California Supreme Court Confirms Applicability of Derivative Waiting Time Penalty and Wage Statement Claims for Meal and Rest Period Violations

In another unfavorable ruling for employers that stresses the importance of meal period and wage statement compliance, the California Supreme Court has held in Naranjo v. Spectrum Security Services, Inc. that meal period and rest break violations can also trigger derivative claims for waiting time penalties and wage statement penalties. 

Background

The defendant-employer contracted with federal agencies to provide security services.  The plaintiff, a security guard, was required to take on-duty meal and rest periods pursuant to company policy.  His employment was terminated after he left his post during a meal period.  The plaintiff filed a putative class action alleging meal period and rest break violations, as well as derivative claims for waiting time penalties (Labor Code § 203) and wage statement violations (Labor Code § 226). 

The trial court certified a class for the meal period, waiting time penalty, and wage statement claims.  At trial, a directed verdict was granted on the meal period claim due to the lack of a written, revocable on-duty meal period agreement. Relying on a 2007 California Supreme Court decision,1 the trial court also determined that waiting time penalties and wage statement penalties were potentially applicable. While the employer was found to be liable for wage statement penalties due to a “knowing and intentional” failure to include meal period premiums on the wage statements, the trial court determined that waiting time penalties were not recoverable because this failure was not “willful.” Pre-judgment and post-judgment interest were awarded at a rate of 10 percent.
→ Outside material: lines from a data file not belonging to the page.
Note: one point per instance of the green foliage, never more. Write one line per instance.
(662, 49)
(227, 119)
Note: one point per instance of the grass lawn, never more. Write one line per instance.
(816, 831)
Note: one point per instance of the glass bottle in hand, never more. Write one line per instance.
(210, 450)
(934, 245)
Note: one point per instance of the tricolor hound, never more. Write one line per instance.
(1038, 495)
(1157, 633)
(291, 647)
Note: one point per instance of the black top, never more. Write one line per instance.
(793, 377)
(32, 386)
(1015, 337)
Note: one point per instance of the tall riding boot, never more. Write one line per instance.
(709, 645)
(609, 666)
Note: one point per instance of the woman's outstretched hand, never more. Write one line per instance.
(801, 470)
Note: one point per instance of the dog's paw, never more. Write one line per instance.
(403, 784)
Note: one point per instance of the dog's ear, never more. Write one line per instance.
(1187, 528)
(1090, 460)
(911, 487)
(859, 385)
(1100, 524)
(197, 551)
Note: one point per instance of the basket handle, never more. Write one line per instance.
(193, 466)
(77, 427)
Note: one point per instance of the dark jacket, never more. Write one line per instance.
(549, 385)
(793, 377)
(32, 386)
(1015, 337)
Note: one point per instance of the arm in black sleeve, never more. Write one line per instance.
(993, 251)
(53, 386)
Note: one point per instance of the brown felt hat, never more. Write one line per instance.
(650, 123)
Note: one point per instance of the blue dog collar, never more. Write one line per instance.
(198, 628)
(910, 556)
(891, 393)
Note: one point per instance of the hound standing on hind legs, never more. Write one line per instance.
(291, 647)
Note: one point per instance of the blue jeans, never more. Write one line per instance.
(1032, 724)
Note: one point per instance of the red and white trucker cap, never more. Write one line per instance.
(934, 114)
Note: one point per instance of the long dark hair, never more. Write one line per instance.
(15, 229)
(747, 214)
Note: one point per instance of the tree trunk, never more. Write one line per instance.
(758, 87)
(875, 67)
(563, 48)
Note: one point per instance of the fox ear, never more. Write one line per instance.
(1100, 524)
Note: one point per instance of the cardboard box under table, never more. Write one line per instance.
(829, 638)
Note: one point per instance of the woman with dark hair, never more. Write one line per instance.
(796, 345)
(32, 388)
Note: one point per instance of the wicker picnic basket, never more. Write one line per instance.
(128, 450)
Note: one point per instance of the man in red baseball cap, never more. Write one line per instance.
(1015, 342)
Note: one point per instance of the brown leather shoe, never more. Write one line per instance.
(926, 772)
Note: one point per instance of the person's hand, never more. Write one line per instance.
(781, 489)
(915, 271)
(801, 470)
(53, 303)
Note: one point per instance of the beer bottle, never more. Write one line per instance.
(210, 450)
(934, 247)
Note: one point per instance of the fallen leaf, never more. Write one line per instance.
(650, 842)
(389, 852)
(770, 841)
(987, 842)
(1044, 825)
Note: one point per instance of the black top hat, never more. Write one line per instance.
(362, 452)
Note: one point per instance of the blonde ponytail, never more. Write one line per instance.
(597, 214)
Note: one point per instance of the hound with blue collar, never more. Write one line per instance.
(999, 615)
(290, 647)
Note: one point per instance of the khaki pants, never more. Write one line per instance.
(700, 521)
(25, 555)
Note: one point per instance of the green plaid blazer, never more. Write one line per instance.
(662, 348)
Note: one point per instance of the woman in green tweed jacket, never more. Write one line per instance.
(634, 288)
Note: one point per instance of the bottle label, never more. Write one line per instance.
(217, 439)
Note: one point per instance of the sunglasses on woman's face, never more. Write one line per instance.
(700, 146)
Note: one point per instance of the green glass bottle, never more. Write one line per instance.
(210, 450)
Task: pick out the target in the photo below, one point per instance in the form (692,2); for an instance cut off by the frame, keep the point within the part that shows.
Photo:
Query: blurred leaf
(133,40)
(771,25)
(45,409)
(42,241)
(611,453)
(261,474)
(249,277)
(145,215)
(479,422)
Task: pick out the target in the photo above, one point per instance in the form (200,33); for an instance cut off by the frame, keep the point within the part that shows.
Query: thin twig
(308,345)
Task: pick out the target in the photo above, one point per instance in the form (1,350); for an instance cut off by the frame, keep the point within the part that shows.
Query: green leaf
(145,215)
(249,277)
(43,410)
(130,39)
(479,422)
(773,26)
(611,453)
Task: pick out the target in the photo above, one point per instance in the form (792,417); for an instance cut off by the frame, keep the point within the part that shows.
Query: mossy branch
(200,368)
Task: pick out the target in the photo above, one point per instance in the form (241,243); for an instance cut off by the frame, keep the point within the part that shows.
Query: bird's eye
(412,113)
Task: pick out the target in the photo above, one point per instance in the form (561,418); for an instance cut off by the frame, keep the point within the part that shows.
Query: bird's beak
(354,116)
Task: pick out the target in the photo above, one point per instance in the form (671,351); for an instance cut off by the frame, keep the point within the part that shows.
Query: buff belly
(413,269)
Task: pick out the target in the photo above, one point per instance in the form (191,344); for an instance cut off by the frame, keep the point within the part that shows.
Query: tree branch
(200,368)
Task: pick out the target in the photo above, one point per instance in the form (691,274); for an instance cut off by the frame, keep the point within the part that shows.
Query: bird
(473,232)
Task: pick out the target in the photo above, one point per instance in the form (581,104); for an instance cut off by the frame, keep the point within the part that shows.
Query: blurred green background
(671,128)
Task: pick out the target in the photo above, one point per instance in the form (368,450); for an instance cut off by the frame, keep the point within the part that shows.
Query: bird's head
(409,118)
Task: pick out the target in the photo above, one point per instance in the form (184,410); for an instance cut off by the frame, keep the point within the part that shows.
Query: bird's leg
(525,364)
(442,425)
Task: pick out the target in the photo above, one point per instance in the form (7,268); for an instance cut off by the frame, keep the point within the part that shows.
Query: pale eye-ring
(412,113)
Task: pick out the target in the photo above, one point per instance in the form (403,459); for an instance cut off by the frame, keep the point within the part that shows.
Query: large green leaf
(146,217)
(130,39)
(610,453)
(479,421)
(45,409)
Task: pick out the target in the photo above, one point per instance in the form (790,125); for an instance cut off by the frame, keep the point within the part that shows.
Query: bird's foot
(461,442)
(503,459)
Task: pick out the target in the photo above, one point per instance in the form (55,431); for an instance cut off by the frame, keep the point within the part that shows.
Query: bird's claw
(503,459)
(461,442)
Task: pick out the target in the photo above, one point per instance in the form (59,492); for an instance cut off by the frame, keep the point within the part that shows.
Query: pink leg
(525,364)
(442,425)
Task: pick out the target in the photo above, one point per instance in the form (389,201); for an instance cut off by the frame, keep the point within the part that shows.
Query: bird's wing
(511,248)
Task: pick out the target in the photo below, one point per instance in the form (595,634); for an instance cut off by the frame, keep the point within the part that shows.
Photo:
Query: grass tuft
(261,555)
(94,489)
Both parties appealed and, while the Second Appellate District of California affirmed the award of meal period premiums, the appellate court held that meal period claims do not entitle employees to pursue derivative waiting time penalties and wage statement penalties.  The appellate court reasoned that meal period premiums are not for work performed. The appellate court also determined that seven percent was the correct rate for pre-judgment interest for meal period premiums and reversed the denial of class certification of the rest break class.  The California Supreme Court granted review to determine: (1) whether a failure to include meal or rest period premiums on the employee’s wage statement gives rise to claims for waiting time penalties and wage statement penalties; and (2) what is the applicable prejudgment interest rate for meal and rest period premiums.  

Analysis

The California Supreme Court concluded that meal and rest period premiums must be reported on the employee’s wage statement and paid within the statutory deadline for all wages due upon separation of employment.  The court reasoned that the premiums are not just intended to provide compensation for the missed meal period or rest break, but also “for the work the employee performed during the break period.”  On the issue of pre-judgment interest, the court sided with the employer and agreed that the correct rate is seven percent for pre-judgment interest on meal and rest period premiums. 

In reaching its decision, the court rejected the conclusion of the Court of Appeal that meal period and rest break premiums are a legal remedy rather than a wage for work performed.  The court then attempted to harmonize its seemingly contradictory holding in Kirby v. Immoos Fire Protection, Inc.2 that an action for meal period or rest break premiums is not an “action brought for the nonpayment of wages” for purposes of the attorney’s fees provision in Labor Code § 218.5.  The court reiterated its decision in Kirby that the legal violation triggering a claim for meal period and rest break premiums is the failure to provide the break and not the failure to provide the premium pay. 

Next, the court rejected attempts to limit the type of “wages” that fall within the use of that term in Labor Code § 203 or draw distinctions between the use of the words “pay” and “wages” in the applicable statutory language.  The court was also unpersuaded by arguments that meal and rest period premiums are not “earned” wages because they are not paid for work performed. Similarly, the court determined that the premiums constitute “wages earned” for purposes of the information that must be reported on a wage statement.  The court cited a broad range of examples of other types of pay that are required to be reported on wage statements and rebuffed the employer’s contention that the Labor Code § 226 requirements apply only to wages paid. 

Finally, the court determined that seven percent is the applicable rate of pre-judgment interest for meal period and rest break premiums.  The court cited to Kirby for the proposition that an action for meal period and rest break violations is not an “action brought for the nonpayment of wages” and held the same applies for purposes of the pre-judgment interest provision of Labor Code § 218.6.  Further, the premiums were not considered to be owed due to a breach of contract that would have resulted in the higher 10 percent rate of pre-judgment interest.   

Takeaways for California Employers

This decision significantly increases exposure for meal period and rest break violations, particularly in currently pending and future class actions and PAGA claims.  Employers must be even more vigilant about compliance with California’s meal period and rest break requirements, as well as ensure accurate wage statements include any meal period and rest break penalty information.     


See Footnotes

1 Murphy v. Kenneth Cole Productions, Inc., 40 Cal.4th 1094 (2007).

2 53 Cal.4th 1244 (2012).  

Information contained in this publication is intended for informational purposes only and does not constitute legal advice or opinion, nor is it a substitute for the professional judgment of an attorney.